Wall Street looked set to open slightly higher on Monday, helped by higher oil prices and as defense stocks rose after a $110 billion arms deal between the United States and Saudi Arabia.
Oil prices were up about 1 percent, bolstered by confidence that top exporters will this week agree to extend supply curbs, with suggestions that the cuts could even be deepened. [O/R]
Both benchmarks, Brent crude and U.S. light crude, have climbed more than 10 percent from lows hit earlier this month.
President Donald Trump visited Saudi Arabia over the weekend, on his first foreign trip since taking office and one that the White House hopes will shift the focus away from domestic controversies such as his firing of a former FBI head last week and reports of his administration’s links to Russia.
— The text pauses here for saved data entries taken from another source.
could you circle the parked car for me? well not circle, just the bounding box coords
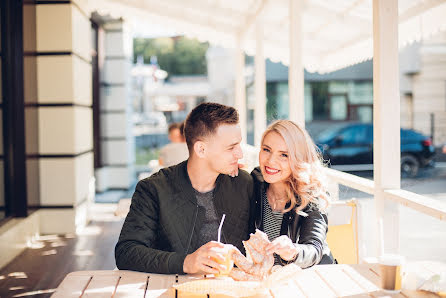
[316,123,435,177]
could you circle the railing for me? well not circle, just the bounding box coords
[325,168,446,222]
[325,168,374,195]
[242,143,446,223]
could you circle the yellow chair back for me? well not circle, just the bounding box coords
[327,199,358,264]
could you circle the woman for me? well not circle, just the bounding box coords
[251,120,335,268]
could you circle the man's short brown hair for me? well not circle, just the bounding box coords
[178,121,185,137]
[184,102,239,151]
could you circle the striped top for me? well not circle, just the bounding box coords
[262,190,284,265]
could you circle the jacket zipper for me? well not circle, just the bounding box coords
[185,204,198,254]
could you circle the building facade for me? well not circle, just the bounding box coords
[0,0,134,268]
[264,33,446,145]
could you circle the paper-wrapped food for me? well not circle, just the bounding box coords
[173,264,302,297]
[174,230,303,297]
[403,261,446,295]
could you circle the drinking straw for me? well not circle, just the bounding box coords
[217,214,226,243]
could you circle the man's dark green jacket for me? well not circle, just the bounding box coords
[115,160,253,274]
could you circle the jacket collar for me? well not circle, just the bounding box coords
[251,166,265,183]
[174,160,229,243]
[175,160,225,206]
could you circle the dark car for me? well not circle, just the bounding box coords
[316,123,435,177]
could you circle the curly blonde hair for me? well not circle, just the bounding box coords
[261,120,331,213]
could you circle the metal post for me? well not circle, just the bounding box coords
[430,113,434,143]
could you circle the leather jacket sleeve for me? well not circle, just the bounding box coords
[115,180,187,274]
[288,209,329,268]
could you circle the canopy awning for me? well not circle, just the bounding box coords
[147,82,210,97]
[88,0,446,73]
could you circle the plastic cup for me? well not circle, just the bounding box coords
[212,245,234,277]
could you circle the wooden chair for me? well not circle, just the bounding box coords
[327,199,359,264]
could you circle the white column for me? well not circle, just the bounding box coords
[96,21,134,192]
[235,33,247,142]
[373,0,401,255]
[288,0,305,127]
[254,21,266,146]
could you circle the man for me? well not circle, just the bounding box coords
[158,122,189,167]
[115,102,253,274]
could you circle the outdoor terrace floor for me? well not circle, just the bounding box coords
[0,204,124,298]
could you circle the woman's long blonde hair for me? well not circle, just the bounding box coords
[261,120,331,213]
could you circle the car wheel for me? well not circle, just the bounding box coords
[401,154,419,178]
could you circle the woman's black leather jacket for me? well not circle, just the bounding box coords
[251,167,335,268]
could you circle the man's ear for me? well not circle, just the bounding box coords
[193,141,206,158]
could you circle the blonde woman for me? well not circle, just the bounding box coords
[251,120,335,268]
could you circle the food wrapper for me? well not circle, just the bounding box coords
[403,261,446,295]
[173,264,302,297]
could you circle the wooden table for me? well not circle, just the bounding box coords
[51,264,439,297]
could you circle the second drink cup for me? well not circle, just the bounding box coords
[379,254,405,293]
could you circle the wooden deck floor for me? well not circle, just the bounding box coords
[0,204,124,298]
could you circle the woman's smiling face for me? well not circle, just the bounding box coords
[259,131,292,184]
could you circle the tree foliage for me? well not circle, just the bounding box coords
[133,36,209,76]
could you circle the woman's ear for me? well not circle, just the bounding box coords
[194,141,206,158]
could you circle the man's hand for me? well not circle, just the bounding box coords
[183,241,227,274]
[265,235,299,261]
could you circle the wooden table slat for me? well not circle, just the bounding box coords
[114,272,149,298]
[50,265,440,298]
[51,274,92,298]
[341,264,380,293]
[175,274,209,298]
[145,273,176,298]
[294,269,337,298]
[351,263,425,298]
[82,275,120,298]
[177,274,205,283]
[314,265,370,297]
[270,279,306,298]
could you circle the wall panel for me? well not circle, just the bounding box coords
[37,55,73,103]
[36,4,72,52]
[38,107,75,154]
[101,113,127,138]
[73,55,92,105]
[39,158,76,206]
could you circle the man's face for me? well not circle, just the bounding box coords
[204,124,243,175]
[169,128,183,143]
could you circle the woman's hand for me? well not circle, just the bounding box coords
[265,235,299,261]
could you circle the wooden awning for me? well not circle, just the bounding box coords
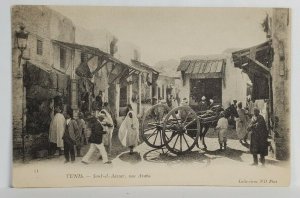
[232,40,273,78]
[177,59,225,79]
[232,40,274,100]
[131,59,159,74]
[52,40,144,84]
[52,40,143,75]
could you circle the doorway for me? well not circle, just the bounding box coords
[189,78,222,109]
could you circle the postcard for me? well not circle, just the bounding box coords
[12,6,290,187]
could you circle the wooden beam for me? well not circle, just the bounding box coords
[109,67,127,84]
[248,57,271,73]
[108,63,116,77]
[91,59,108,75]
[87,54,95,62]
[129,69,136,75]
[120,69,135,81]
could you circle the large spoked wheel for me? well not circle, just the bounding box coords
[141,104,171,149]
[162,106,200,155]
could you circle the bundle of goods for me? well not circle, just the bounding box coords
[198,110,219,124]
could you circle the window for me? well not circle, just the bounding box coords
[60,48,66,69]
[81,52,87,62]
[158,87,161,99]
[37,39,43,55]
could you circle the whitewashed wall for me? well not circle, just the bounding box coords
[222,53,250,108]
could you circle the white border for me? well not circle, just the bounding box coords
[1,0,299,197]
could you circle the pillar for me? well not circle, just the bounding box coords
[12,47,26,159]
[271,8,290,160]
[115,82,120,119]
[138,73,142,114]
[128,77,133,104]
[70,49,78,118]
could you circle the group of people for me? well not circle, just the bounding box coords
[48,101,141,165]
[214,97,269,166]
[48,106,87,163]
[198,96,215,111]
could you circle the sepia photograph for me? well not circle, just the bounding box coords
[11,5,290,187]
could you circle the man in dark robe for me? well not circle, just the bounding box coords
[62,109,80,163]
[247,108,269,166]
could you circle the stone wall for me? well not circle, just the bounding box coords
[11,5,75,159]
[271,8,290,160]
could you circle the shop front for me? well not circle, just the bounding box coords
[232,40,281,159]
[22,61,70,159]
[177,58,225,111]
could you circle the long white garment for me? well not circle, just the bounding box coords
[49,112,66,148]
[261,102,268,124]
[100,109,114,149]
[216,117,228,144]
[171,99,178,109]
[118,111,140,147]
[235,108,248,140]
[82,143,108,163]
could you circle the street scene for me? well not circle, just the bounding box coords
[12,6,290,187]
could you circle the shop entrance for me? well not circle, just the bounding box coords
[189,78,222,109]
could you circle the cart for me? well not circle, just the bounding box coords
[141,104,223,155]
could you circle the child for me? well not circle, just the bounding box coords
[215,111,228,151]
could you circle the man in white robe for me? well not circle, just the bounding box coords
[49,106,66,156]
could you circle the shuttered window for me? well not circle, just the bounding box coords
[37,39,43,55]
[60,48,66,69]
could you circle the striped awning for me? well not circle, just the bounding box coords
[177,59,225,79]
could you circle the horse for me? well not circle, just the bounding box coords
[197,104,239,150]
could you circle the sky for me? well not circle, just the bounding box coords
[51,6,271,66]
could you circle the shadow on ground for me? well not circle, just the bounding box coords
[205,128,240,140]
[205,146,250,162]
[118,151,142,164]
[143,148,217,166]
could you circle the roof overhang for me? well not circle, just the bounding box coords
[232,40,273,100]
[52,40,143,74]
[177,59,225,79]
[131,59,159,74]
[232,40,273,79]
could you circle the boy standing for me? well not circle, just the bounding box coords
[215,111,228,151]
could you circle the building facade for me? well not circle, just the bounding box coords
[231,8,290,160]
[12,5,76,159]
[177,53,250,111]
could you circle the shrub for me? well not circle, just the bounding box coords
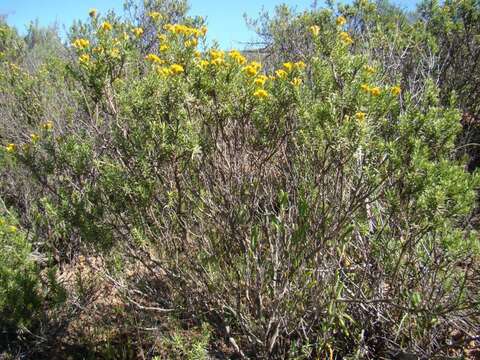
[1,1,479,358]
[0,206,41,332]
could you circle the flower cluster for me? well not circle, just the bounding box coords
[309,25,320,37]
[339,31,353,45]
[336,16,347,26]
[148,11,162,21]
[132,27,144,38]
[243,61,261,77]
[228,50,247,65]
[361,84,381,96]
[164,24,207,38]
[72,38,89,49]
[390,85,401,96]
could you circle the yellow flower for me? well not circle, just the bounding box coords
[30,133,39,143]
[336,16,347,26]
[360,84,370,93]
[7,225,17,233]
[194,50,201,58]
[5,143,16,153]
[253,89,268,99]
[198,60,210,69]
[253,75,268,87]
[309,25,320,36]
[89,8,97,18]
[211,58,225,66]
[184,38,198,47]
[355,112,367,122]
[132,27,144,38]
[169,64,184,74]
[275,69,287,78]
[79,54,90,65]
[148,11,162,21]
[72,38,89,49]
[391,85,401,96]
[42,121,53,130]
[369,87,381,96]
[339,31,353,45]
[243,62,261,77]
[210,49,225,60]
[283,62,294,72]
[156,66,172,76]
[363,65,375,74]
[93,46,104,54]
[295,61,306,70]
[291,77,302,86]
[159,44,169,52]
[101,21,112,32]
[228,50,246,65]
[158,34,167,43]
[145,54,163,64]
[200,26,208,36]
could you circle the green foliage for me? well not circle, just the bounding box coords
[0,0,479,358]
[0,209,41,329]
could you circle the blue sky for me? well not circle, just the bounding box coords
[0,0,417,49]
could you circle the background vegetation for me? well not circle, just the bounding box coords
[0,0,479,359]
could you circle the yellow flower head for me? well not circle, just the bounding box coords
[145,54,164,64]
[295,61,306,70]
[30,133,39,143]
[363,65,375,74]
[253,75,268,87]
[253,89,268,99]
[228,50,246,65]
[158,34,167,43]
[391,85,401,96]
[243,61,261,77]
[355,112,367,122]
[210,49,225,60]
[148,11,162,21]
[42,121,53,130]
[360,84,370,93]
[159,44,169,52]
[5,143,16,153]
[7,225,17,233]
[132,27,144,38]
[101,21,113,32]
[169,64,184,74]
[369,86,381,96]
[89,8,97,18]
[275,69,287,78]
[194,50,201,58]
[79,54,90,65]
[200,26,208,37]
[72,38,89,49]
[336,16,347,26]
[211,58,225,66]
[156,66,172,76]
[184,38,198,47]
[339,31,353,45]
[309,25,320,37]
[283,62,294,72]
[291,77,302,86]
[198,60,210,69]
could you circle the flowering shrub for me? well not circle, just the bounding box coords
[1,1,479,358]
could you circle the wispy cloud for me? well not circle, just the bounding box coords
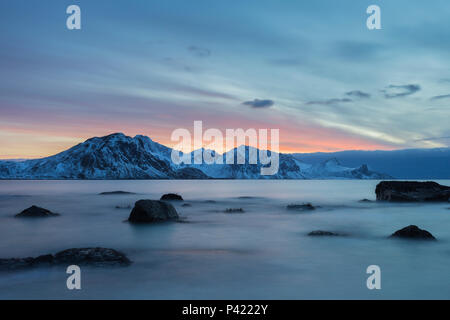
[345,90,371,99]
[243,99,275,108]
[414,136,450,142]
[334,41,384,62]
[430,94,450,101]
[382,84,421,99]
[187,46,211,58]
[305,98,352,105]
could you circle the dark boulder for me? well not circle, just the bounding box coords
[53,248,131,266]
[15,205,59,218]
[308,230,342,237]
[376,181,450,202]
[0,248,131,271]
[390,225,436,240]
[128,200,179,223]
[160,193,183,201]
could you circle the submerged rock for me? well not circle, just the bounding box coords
[390,225,436,240]
[224,208,245,214]
[15,205,59,218]
[128,200,179,223]
[376,181,450,202]
[115,205,131,209]
[308,230,343,237]
[358,199,374,203]
[0,248,131,271]
[287,203,316,211]
[160,193,183,201]
[99,191,135,195]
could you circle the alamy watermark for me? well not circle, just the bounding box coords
[366,265,381,290]
[65,4,381,31]
[170,121,280,175]
[66,265,81,290]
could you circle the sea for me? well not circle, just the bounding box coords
[0,180,449,299]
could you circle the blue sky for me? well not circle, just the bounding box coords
[0,0,449,158]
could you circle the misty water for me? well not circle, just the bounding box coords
[0,180,449,299]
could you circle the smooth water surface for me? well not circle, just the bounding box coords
[0,180,449,299]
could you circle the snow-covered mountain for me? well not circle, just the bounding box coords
[293,148,450,179]
[0,133,391,180]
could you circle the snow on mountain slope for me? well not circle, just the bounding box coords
[301,158,391,179]
[0,133,390,179]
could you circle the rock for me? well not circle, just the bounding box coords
[15,205,59,218]
[390,225,436,240]
[160,193,183,201]
[224,208,245,214]
[358,199,374,203]
[128,200,179,223]
[99,191,135,195]
[376,181,450,202]
[0,248,131,271]
[287,203,316,211]
[115,205,131,209]
[54,248,131,266]
[308,230,342,237]
[181,203,192,207]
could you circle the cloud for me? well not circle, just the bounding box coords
[305,98,352,105]
[334,41,384,62]
[345,90,371,99]
[430,94,450,101]
[187,46,211,57]
[382,84,421,98]
[414,136,450,142]
[243,99,275,108]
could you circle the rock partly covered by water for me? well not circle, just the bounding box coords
[224,208,245,214]
[376,181,450,202]
[287,203,316,211]
[128,200,179,223]
[308,230,342,237]
[390,225,436,240]
[15,205,60,218]
[160,193,183,201]
[0,248,131,271]
[99,191,136,195]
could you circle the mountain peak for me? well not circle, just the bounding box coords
[0,133,391,180]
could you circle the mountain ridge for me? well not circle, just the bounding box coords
[0,133,392,180]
The central achievement of Trump’s visit was nearly $110 billion in deals sealed on Saturday in which Riyadh will buy U.S. arms to help it counter Iran, with options running as high as $350 billion over 10 years.
Shares of defense firms such as General Dynamics (GD.N), Raytheon (RTN.N), Boeing (BA.N) and Lockheed Martin (LMT.N) were up between 1.1 percent and 3 percent in premarket trading and were among the top S&P 500 movers before the bell.
“While the headlines of the Trump visit are overshadowing the geopolitical and domestic political concerns, oil prices are moving higher … on OPEC expectations,” Peter Cardillo, chief market economist at First Standard Financial wrote in a note.
“We see a cautious trading session ahead as investors warm up to commodities.”
Dow e-minis 1YMc1 were up 28 points, or 0.13 percent, with 20,888 contracts changing hands at 8:30 a.m. ET.
S&P 500 e-minis ESc1 were up 1.75 points, or 0.07 percent, with 136,691 contracts traded.
Nasdaq 100 e-minis NQc1 were up 4 points, or 0.07 percent, on volume of 26,056 contracts.
Wall Street ended lower last week on concerns about the political storm surrounding Trump’s presidency, with investors fretting if Trump will be able to fulfill campaign promises for fiscal stimulus and tax reform.
Many investors saw the policy promises as a key reason for the rally in U.S. stocks since his election win in November.
While the political developments in Washington continue to play on investors’ minds, sentiment has been bolstered by the strong quarterly earnings season.
Corporate reports show that, overall, earnings for S&P 500 companies increased 15.1 percent in the first quarter, their best showing since 2011, according to Thomson Reuters I/B/E/S.
Amgen (AMGN.O) fell 2.6 percent to $152.50 after the company and UCB SA (UCB.BR) said they no longer expect their experimental osteoporosis drug to win U.S. approval this year.
Ford (F.N) was up 2.6 percent at $11.15 after the automaker said it would replace its chief executive in response to investors’ growing unease over its stock performance and prospects.
Huntsman (HUN.N) rose 6.7 percent to $28.50 after the company said it and Swiss Clariant (CLN.S) are combining to create a chemical manufacturer with a market value of over than $14 billion.